Según todo esto que digo, el texto que usted aloja en su web no es acertado porque, desde mi punto de vista, usted debería de haber dejado la obra en su indebilidad hasta el final, corriendo todo tipo de riesgos: llegando, como fue el caso, a encarnar la contradicción propia del sistema-arte, o llegando, quien sabe, a no significar nada. Es por ello lo que apunto en el mi texto: “una obra de arte ha de correr el riesgo de llegar a ser otra cosa: de llegar a ser arte pero por otras vías, no por el modo canónico de inserción en la esfera de la estética autónoma sino como contraefecto de ese desplazamiento en la frontera de lo simbólico que previamente ha realizado”.
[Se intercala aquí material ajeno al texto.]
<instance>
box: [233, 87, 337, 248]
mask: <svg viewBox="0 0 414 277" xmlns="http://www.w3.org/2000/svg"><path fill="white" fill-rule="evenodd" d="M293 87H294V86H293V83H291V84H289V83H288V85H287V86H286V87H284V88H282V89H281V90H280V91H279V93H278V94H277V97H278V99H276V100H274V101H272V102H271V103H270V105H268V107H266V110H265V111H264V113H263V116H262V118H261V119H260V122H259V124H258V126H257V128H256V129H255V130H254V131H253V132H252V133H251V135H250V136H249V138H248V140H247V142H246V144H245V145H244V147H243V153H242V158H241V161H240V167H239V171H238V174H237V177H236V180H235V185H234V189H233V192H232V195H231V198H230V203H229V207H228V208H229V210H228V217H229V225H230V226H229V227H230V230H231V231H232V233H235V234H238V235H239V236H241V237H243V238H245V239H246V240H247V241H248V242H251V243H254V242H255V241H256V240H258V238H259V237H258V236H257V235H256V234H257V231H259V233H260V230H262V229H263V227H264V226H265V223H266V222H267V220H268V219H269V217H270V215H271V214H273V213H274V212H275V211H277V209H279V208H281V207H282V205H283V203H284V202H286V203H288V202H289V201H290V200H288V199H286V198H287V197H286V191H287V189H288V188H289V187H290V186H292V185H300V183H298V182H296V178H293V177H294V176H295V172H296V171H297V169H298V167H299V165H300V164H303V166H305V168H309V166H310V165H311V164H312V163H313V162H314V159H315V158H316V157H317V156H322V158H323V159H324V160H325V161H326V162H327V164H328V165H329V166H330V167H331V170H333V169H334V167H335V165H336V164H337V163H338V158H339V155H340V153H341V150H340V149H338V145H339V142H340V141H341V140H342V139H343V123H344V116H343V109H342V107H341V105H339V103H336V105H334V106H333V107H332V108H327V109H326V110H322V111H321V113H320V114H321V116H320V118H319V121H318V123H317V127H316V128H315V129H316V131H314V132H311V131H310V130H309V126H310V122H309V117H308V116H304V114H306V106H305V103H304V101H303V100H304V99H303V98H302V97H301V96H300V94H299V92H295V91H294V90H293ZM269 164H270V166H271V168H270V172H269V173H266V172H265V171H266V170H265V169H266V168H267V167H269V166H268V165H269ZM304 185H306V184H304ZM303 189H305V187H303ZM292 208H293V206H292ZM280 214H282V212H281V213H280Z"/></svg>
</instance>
A más a más, teniendo esto en cuenta, la otra tesis que usted enarbola para contradecirme es insustancial. Usted dice que “el robo fue dictado por impulsos patéticamente estéticos. No fue en ningún momento una operación política, y a su torpeza política, ética y cultural es a lo que apuntó nuestra respuesta”. A esto ya hemos contestado: los fines del colectivo (que pueden ser tan banales como las chorradas con que nos manejamos a diario) son insustanciales para la lógica propia del arte (al menos, claro está, de esta interpretación de arte que manejo).
En definitiva: igual usted esperaría que su obra hubiese sido investida por otros agentes más sabios, más estéticos, más políticos, etc. Ahí sí que se hubiese dado eso que usted apunta: “el buen arte es también buena política”. Pero bajo mi punto de vista, y aquí podríamos resumir lo antagónico de nuestras posiciones, es todo lo contrario: el arte debe de hacer patente la política –la buena y la mala–, el reparto de competencias sobre el que se fundamenta la realidad, la sociedad: más aún, el arte debe de mostrar lo ideológico de toda formación política.
Creo que con esto basta. Y ni mucho menos creo tener la toda y completa razón.